Sono state suggerite come utili altre tecniche di desensibilizzazione e di controcondizionamento per i cani affetti da ansia da separazione. Alcune di queste, combinate al trattamento medico e alla modifica comportamentale gestita, potrebbero includere la terapia del massaggio per ridurre ansia e stress, addestramento e partecipazione in attività e corsi (quali flyball, obbedienza, agilità, tracking, utilità, prove su campo, weight pulling, ecc.), tecniche di digitopressione o altre forme di  esercizio fisico e cura supportiva che potrebbero contribuire a promuovere rilassamento, calma, fiducia e benessere. In ogni caso, è opportuno rivolgersi sempre ad un veterinario, se possibile comportamentalista, che possa indirizzare il proprietario verso il corretto percorso da intraprendere.

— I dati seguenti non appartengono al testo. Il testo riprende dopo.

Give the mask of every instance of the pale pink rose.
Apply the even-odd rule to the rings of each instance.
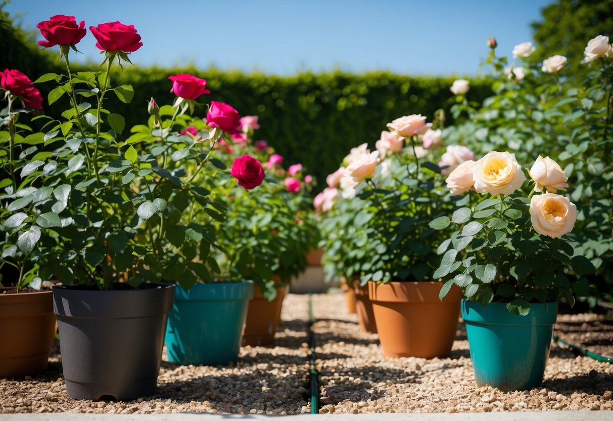
[[[246,133],[249,129],[257,130],[260,128],[260,125],[257,124],[257,115],[245,115],[240,118],[240,125],[243,132]]]
[[[278,153],[273,153],[272,155],[270,155],[270,157],[268,158],[268,163],[266,164],[266,166],[268,168],[268,169],[270,169],[273,167],[276,167],[281,165],[281,164],[283,162],[283,156],[281,156]]]
[[[531,42],[522,42],[513,47],[513,56],[516,58],[528,57],[535,52],[536,49]]]
[[[302,171],[302,164],[294,164],[294,165],[290,165],[289,168],[287,168],[287,172],[289,173],[290,176],[295,176]]]
[[[411,114],[396,118],[387,123],[387,128],[398,136],[412,136],[425,125],[425,117],[421,114]]]
[[[424,133],[423,142],[424,147],[426,149],[436,147],[443,145],[443,139],[441,138],[441,134],[443,131],[440,129],[433,130],[428,129]]]
[[[442,171],[443,174],[448,174],[465,161],[472,160],[474,160],[474,154],[470,149],[465,146],[449,145],[447,147],[445,153],[441,156],[441,162],[439,163],[438,166],[449,166],[448,168]]]
[[[556,55],[543,61],[541,70],[546,73],[555,73],[566,64],[568,61],[564,56]]]
[[[469,89],[470,89],[470,82],[466,79],[457,79],[454,80],[449,90],[456,95],[465,95]]]
[[[363,143],[357,148],[351,148],[349,155],[345,156],[345,161],[348,164],[351,164],[362,155],[368,155],[368,153],[370,153],[370,150],[368,149],[368,144]]]
[[[402,151],[405,146],[405,138],[397,137],[394,133],[384,130],[375,146],[379,151],[379,156],[384,158],[390,153],[397,153]]]
[[[345,167],[341,167],[326,177],[326,182],[329,187],[338,187],[341,177],[345,174]]]
[[[474,168],[474,161],[465,161],[451,171],[445,182],[447,183],[447,188],[449,189],[452,195],[461,195],[473,188],[474,185],[474,180],[473,179]]]
[[[600,57],[609,56],[612,46],[609,44],[609,37],[604,35],[599,35],[595,38],[592,38],[587,43],[587,47],[583,52],[585,58],[582,63],[589,63]]]
[[[378,163],[379,151],[362,155],[345,169],[345,175],[353,179],[356,183],[360,183],[371,176]]]

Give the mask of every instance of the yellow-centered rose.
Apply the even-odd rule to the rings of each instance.
[[[577,220],[577,207],[568,198],[553,193],[533,196],[530,212],[536,232],[552,238],[573,231]]]
[[[473,177],[475,191],[492,196],[512,194],[526,180],[514,153],[495,151],[474,163]]]
[[[555,193],[558,190],[565,190],[568,188],[568,185],[566,184],[568,177],[558,165],[558,163],[549,156],[543,158],[539,155],[528,173],[536,183],[535,186],[535,190],[536,191],[540,191],[544,188],[549,193]]]

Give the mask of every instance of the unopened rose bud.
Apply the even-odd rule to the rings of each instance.
[[[157,115],[159,114],[159,107],[155,103],[155,99],[152,96],[147,104],[147,112],[151,115]]]

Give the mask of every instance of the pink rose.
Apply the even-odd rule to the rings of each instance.
[[[56,15],[49,20],[39,22],[36,28],[45,37],[45,41],[39,41],[39,44],[49,47],[54,45],[74,45],[85,36],[85,21],[82,20],[77,26],[74,16]]]
[[[297,179],[293,177],[288,177],[283,180],[283,182],[285,183],[285,187],[287,189],[287,191],[292,193],[298,193],[300,191],[302,187],[300,182]]]
[[[267,147],[268,144],[266,143],[266,141],[257,141],[256,142],[256,149],[257,150],[258,152],[261,152]]]
[[[246,132],[249,128],[253,130],[260,128],[260,125],[257,124],[257,115],[245,115],[244,117],[241,117],[240,125],[244,132]]]
[[[248,190],[262,184],[264,179],[264,170],[262,168],[262,164],[248,155],[235,158],[230,172],[237,179],[238,185],[243,186]]]
[[[101,23],[89,26],[89,30],[97,42],[96,46],[103,51],[123,51],[131,53],[143,46],[140,36],[136,33],[134,25],[125,25],[121,22]]]
[[[207,89],[205,80],[191,74],[181,73],[176,76],[169,76],[168,79],[172,81],[170,92],[182,98],[196,99],[203,94],[211,93]]]
[[[238,133],[240,129],[238,112],[225,102],[211,101],[207,113],[207,123],[211,128],[218,127],[226,133]]]
[[[278,153],[273,153],[270,155],[270,158],[268,158],[268,164],[267,166],[268,169],[270,169],[273,167],[276,167],[281,165],[283,162],[283,157],[281,156]]]
[[[290,176],[295,176],[302,171],[302,164],[294,164],[294,165],[290,165],[289,168],[287,168],[287,172],[289,173]]]

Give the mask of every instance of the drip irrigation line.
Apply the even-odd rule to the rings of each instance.
[[[608,357],[604,357],[604,355],[601,355],[600,354],[596,353],[595,352],[592,352],[592,351],[588,350],[585,348],[582,348],[579,346],[573,344],[568,342],[568,341],[565,341],[562,338],[557,334],[554,335],[554,342],[556,344],[560,343],[566,345],[568,347],[572,349],[577,353],[583,355],[584,357],[589,357],[590,358],[593,358],[596,361],[600,361],[603,363],[609,363],[609,364],[613,364],[613,358],[609,358]]]
[[[313,325],[315,323],[315,319],[313,317],[313,296],[308,295],[308,336],[309,344],[311,347],[311,361],[310,363],[310,377],[309,382],[311,385],[311,413],[319,413],[319,373],[317,371],[315,365],[315,360],[317,357],[315,355],[315,333],[313,331]]]

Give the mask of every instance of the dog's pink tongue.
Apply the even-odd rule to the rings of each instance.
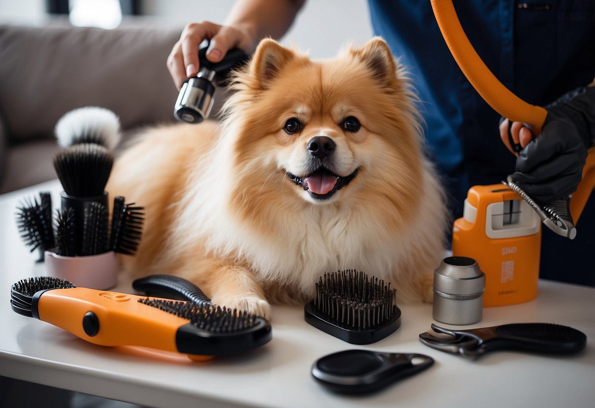
[[[308,188],[315,194],[326,194],[337,184],[337,177],[331,174],[316,173],[303,180],[308,183]]]

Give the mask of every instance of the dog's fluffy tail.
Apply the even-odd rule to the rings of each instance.
[[[113,150],[120,141],[120,120],[108,109],[85,106],[67,112],[56,124],[56,137],[62,147],[96,143]]]

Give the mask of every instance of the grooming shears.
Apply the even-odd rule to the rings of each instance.
[[[572,327],[551,323],[512,323],[468,330],[452,330],[432,324],[438,337],[429,332],[419,340],[429,347],[451,354],[477,357],[495,350],[569,354],[583,350],[587,343],[584,333]]]

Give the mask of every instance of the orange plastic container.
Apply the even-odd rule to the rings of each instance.
[[[541,220],[503,184],[475,186],[455,221],[454,256],[475,259],[486,274],[484,306],[528,302],[537,296]]]

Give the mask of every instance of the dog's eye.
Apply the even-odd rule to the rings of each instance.
[[[348,116],[341,124],[341,127],[348,132],[355,133],[359,130],[359,121],[355,116]]]
[[[292,118],[288,119],[287,121],[285,123],[285,126],[283,128],[287,133],[292,134],[299,132],[302,130],[302,127],[303,125],[301,122],[295,118]]]

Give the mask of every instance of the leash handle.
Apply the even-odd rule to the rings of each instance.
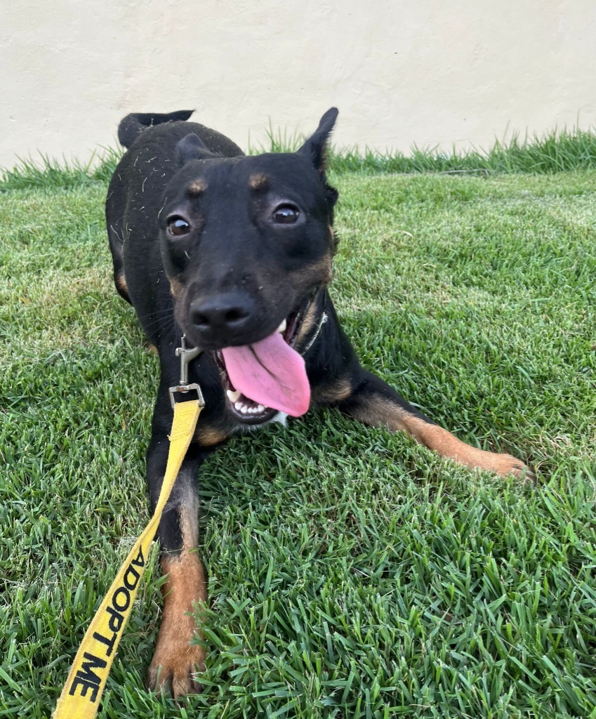
[[[93,719],[141,582],[149,551],[203,408],[200,400],[174,405],[168,465],[155,512],[131,549],[91,620],[75,656],[53,719]]]

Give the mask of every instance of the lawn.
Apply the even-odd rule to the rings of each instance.
[[[112,286],[104,178],[67,179],[0,193],[14,719],[50,716],[148,519],[157,362]],[[536,485],[334,411],[233,439],[199,480],[204,692],[177,707],[144,688],[154,551],[99,716],[593,719],[596,170],[333,179],[333,296],[363,363]]]

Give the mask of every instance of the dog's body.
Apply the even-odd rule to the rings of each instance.
[[[239,430],[335,406],[368,424],[404,431],[444,457],[521,475],[508,454],[471,447],[363,370],[327,291],[336,191],[327,183],[329,111],[298,152],[246,157],[231,140],[185,122],[191,112],[124,118],[129,148],[110,183],[106,220],[120,294],[160,356],[161,379],[147,452],[152,506],[159,495],[172,421],[168,388],[185,334],[204,351],[190,366],[206,406],[160,525],[168,574],[152,687],[175,696],[198,687],[203,651],[189,644],[186,613],[206,600],[198,536],[196,473],[206,454]]]

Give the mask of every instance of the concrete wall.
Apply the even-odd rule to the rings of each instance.
[[[596,121],[594,0],[3,0],[0,165],[88,157],[130,111],[196,108],[241,146],[487,146]]]

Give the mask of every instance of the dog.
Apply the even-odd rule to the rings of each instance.
[[[530,477],[519,459],[472,447],[363,369],[328,286],[337,191],[326,156],[331,108],[294,152],[245,155],[188,122],[193,111],[134,114],[119,127],[127,151],[109,184],[106,216],[117,291],[159,354],[160,380],[147,453],[155,508],[165,470],[182,336],[202,353],[189,381],[205,398],[197,429],[157,531],[167,575],[148,685],[175,697],[200,691],[204,649],[188,613],[206,601],[198,542],[197,471],[236,432],[309,407],[336,407],[405,431],[469,467]]]

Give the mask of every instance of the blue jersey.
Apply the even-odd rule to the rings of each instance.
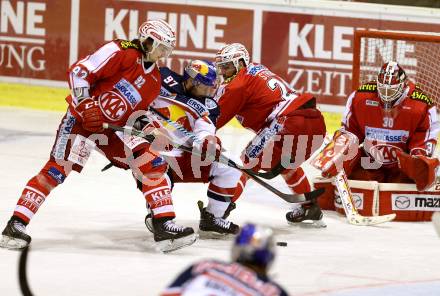
[[[191,98],[189,94],[185,93],[183,87],[183,76],[170,70],[167,67],[160,68],[160,75],[162,78],[162,87],[160,96],[173,98],[181,103],[190,106],[199,114],[208,112],[209,119],[215,125],[217,118],[220,116],[220,108],[217,102],[212,98]]]
[[[239,263],[206,260],[182,272],[161,294],[216,296],[287,296],[287,292],[266,276]]]

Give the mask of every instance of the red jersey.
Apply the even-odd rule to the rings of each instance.
[[[137,44],[114,40],[71,66],[69,86],[89,88],[106,119],[123,125],[130,114],[146,110],[159,95],[161,78],[156,63],[146,65]],[[74,109],[77,99],[69,95],[66,101],[80,119]]]
[[[218,89],[215,96],[220,107],[217,128],[235,116],[244,127],[257,132],[266,122],[298,109],[312,98],[291,89],[265,66],[251,63]]]
[[[367,155],[387,167],[397,165],[396,149],[432,156],[440,130],[433,100],[410,82],[385,111],[376,88],[370,82],[350,95],[342,126],[364,143]]]

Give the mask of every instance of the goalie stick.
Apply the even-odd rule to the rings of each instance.
[[[170,120],[171,121],[171,120]],[[137,129],[134,128],[130,128],[130,127],[121,127],[121,126],[117,126],[117,125],[113,125],[110,123],[104,123],[103,127],[105,129],[112,129],[115,131],[119,131],[119,132],[123,132],[126,134],[130,134],[130,135],[135,135],[141,138],[146,139],[148,142],[153,142],[154,140],[154,134],[146,134],[142,131],[139,131]],[[167,137],[167,139],[169,140],[169,143],[177,148],[177,149],[181,149],[182,151],[188,152],[188,153],[192,153],[194,155],[200,156],[200,157],[204,157],[205,155],[202,155],[202,153],[199,153],[197,151],[194,151],[191,147],[187,147],[184,146],[182,144],[176,143],[173,141],[173,139],[171,139],[170,137],[168,137],[168,135],[161,133],[159,131],[159,129],[154,129],[154,132],[156,132],[156,135],[160,135],[160,136],[164,136]],[[210,157],[212,159],[212,156],[210,155],[206,155],[207,157]],[[258,176],[256,176],[255,174],[249,172],[249,170],[246,170],[244,168],[242,168],[241,166],[239,166],[238,164],[236,164],[233,160],[227,158],[226,156],[224,156],[223,154],[220,155],[220,160],[219,162],[224,163],[230,167],[233,167],[237,170],[242,171],[243,173],[245,173],[246,175],[248,175],[252,180],[254,180],[255,182],[257,182],[258,184],[260,184],[261,186],[263,186],[264,188],[266,188],[267,190],[271,191],[272,193],[274,193],[275,195],[277,195],[278,197],[282,198],[283,200],[285,200],[288,203],[304,203],[304,202],[308,202],[309,199],[305,197],[305,195],[297,195],[297,194],[288,194],[288,193],[283,193],[281,191],[279,191],[278,189],[274,188],[273,186],[271,186],[270,184],[264,182],[263,180],[261,180],[260,178],[258,178]]]
[[[321,147],[309,158],[308,162],[319,171],[321,171],[321,167],[318,165],[319,162],[316,160],[319,159],[318,157],[322,154],[325,147],[327,147],[331,141],[332,140],[328,137],[328,135],[326,135]],[[348,185],[348,179],[344,168],[341,168],[338,171],[337,175],[334,177],[334,182],[341,198],[341,203],[348,223],[358,226],[371,226],[392,221],[396,217],[396,214],[382,216],[362,216],[359,214],[353,201],[353,193]]]

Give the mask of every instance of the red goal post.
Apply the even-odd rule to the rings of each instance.
[[[409,79],[419,84],[440,110],[440,34],[356,30],[353,90],[375,80],[380,67],[390,60],[397,61]]]

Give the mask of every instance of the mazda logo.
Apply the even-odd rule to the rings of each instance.
[[[396,206],[396,208],[404,210],[404,209],[409,208],[409,206],[411,205],[411,201],[410,201],[409,197],[400,195],[394,201],[394,205]]]

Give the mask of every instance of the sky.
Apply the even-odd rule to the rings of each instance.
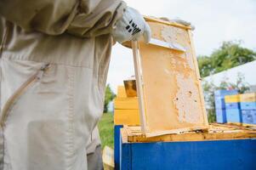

Per i cani affetti da questo disturbo, la punizione non deve mai essere usata come forma di “trattamento”. Non funziona e può essere estremamente dannosa per l’animale ed eventualmente anche per le persone intorno ad esso. Allo stesso modo, i cani affetti da ansia da separazione non devono mai essere premiati per il loro comportamento. Purtroppo, molti proprietari, spinti dalle migliori intenzioni, premiano inavvertitamente l’ansia da separazione confortando e rassicurando il cane frenetico una volta rientrati a casa. Gli esperti suggeriscono di evitare questa prassi. I bocconcini, l’attenzione e l’affetto dovrebbero in genere essere offerti quando il cane è calmo, tranquillo e rilassato, in modo da premiare il comportamento desiderato.

Se le opzioni di cui sopra non dovessero risultare efficaci, sono disponibili farmaci da banco e soggetti a prescrizione atti ad alleviare l’ansia (solo su raccomandazione del veterinario). Questi possono, e di solito dovrebbero, essere somministrati in combinazione con tecniche di modifica comportamentale su base individuale. Come nel caso di qualsiasi altro medicinale, i farmaci anti-ansia presentano possibili effetti collaterali che dovrebbero essere discussi con il veterinario curante. L’obiettivo teorico consiste nel ridurre o interrompere la terapia farmacologia una volta che l’ansia da separazione sperimentata dal cane è stata corretta, se ciò risulta essere possibile o realistico. Purtroppo, la maggior parte dei cani affetti da una significativa ansia da separazione necessita di un trattamento medico per tutta la vita.

Il proprietario deve ricordare che il cane affetto da ansia da separazione non è semplicemente un cane viziato o disobbediente. Si tratta di un disturbo medico reale che necessita di un trattamento a lungo termine e di un impegno a lungo termine da parte di un proprietario amorevole. Se il veterinario di fiducia non dovesse essere pratico nel curare tale condizione, potrà indirizzarvi ad un veterinario comportamentalista. Non rinunciate ad un cane che soffre, seppur in modo marcato, la vostra assenza. Nella maggior parte dei casi, grazie all’aiuto di una figura professionale, è possibile gestire il problema con successo.